Chinese smartphone vendor Xiaomi (HKSE:1810) dropped almost 10% in Hong Kong trading on Friday morning after the US Department of Defense put the company on its “Communist Chinese military companies” list on Thursday.
Along with Xiaomi, eight other companies, among them Gowin Semiconductor and Commercial Aircraft Corporation of China, are also new additions to the list, which bans US companies from investing in them. The defense department released an initial proposal to Congress in June 2020 in so-called efforts to counter China’s Military-Civil Fusion strategy and has been updating the list since then. It is different from the Entity List issued by the Department of Commerce, which is preventing Chinese companies from getting their hands on US technology and services, and includes Xiaomi’s rival Huawei.
In a statement on Friday, Xiaomi said that it is operating in compliance with the relevant laws and regulations of jurisdictions where it conducts its businesses. “The company confirms that it is not owned, controlled or affiliated with the Chinese military, and is not a ‘Communist Chinese Military Company’ defined under the National Defense Authorization Act,” it said.

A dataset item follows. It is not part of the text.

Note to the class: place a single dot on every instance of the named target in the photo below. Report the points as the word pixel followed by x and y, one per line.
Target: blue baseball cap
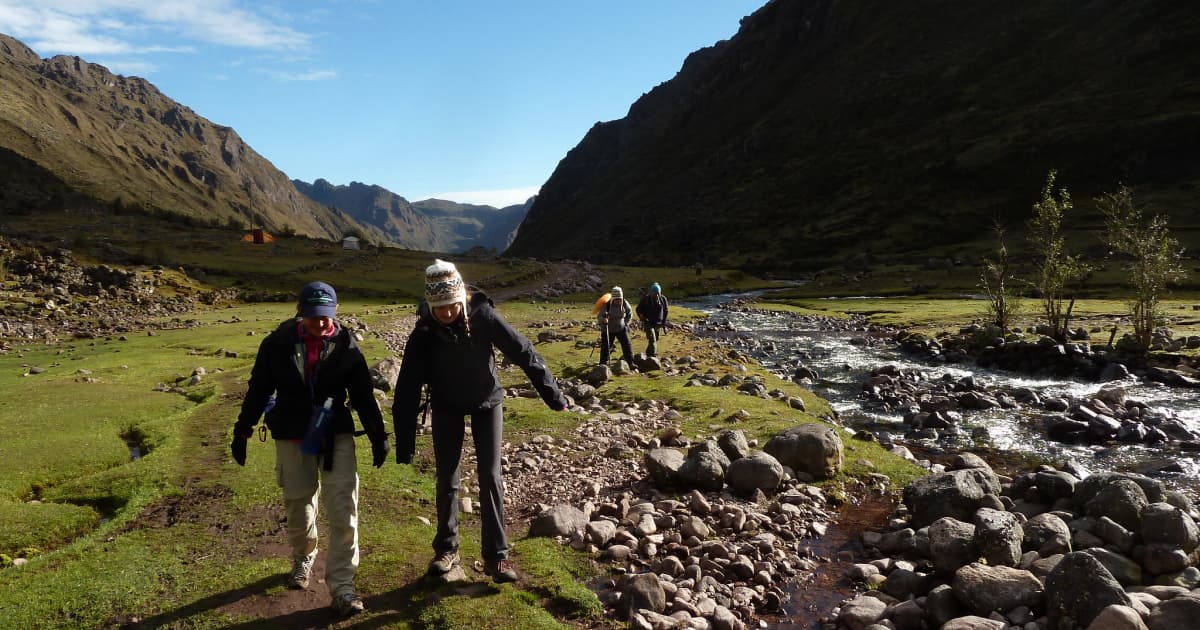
pixel 318 299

“The primary immediate risk for Xiaomi is possible delisting from US exchanges and removal from any global indices,” commented Brock Silvers, CIO of Kaiyuan Capital. “The market evidently takes this risk seriously, as Xiaomi shares have plunged since the announcement.”
The move comes days before the the Trump administration is leaving office. On the other hand, the US government abandoned plans to add Alibaba, Baidu and Tencent to the military blacklist, Reuters reported on Thursday. “Xiaomi’s inclusion on the blacklist is already effective, and it seems unlikely that the Biden administration would move to reverse it,” said Silvers. “Both political parties in the US espouse tougher policies with regards to China, and the new administration would earn little political benefit from a reversal.”
Xiaomi shipped 46.6 million smartphones in the third quarter of last year, up 45.3% year-on-year, ranking as the third largest vendor globally, with a market share of 13.5%, according to market research firm Canalys. In the same quarter it reported RMB 72.2 billion (USD 11.2 billion) in revenue, representing an increase of 34.5% YoY, and made RMB 4.1 billion in adjusted net profit, an increase of 18.9% YoY.
(The article has been updated with the company statement and analyst comments.)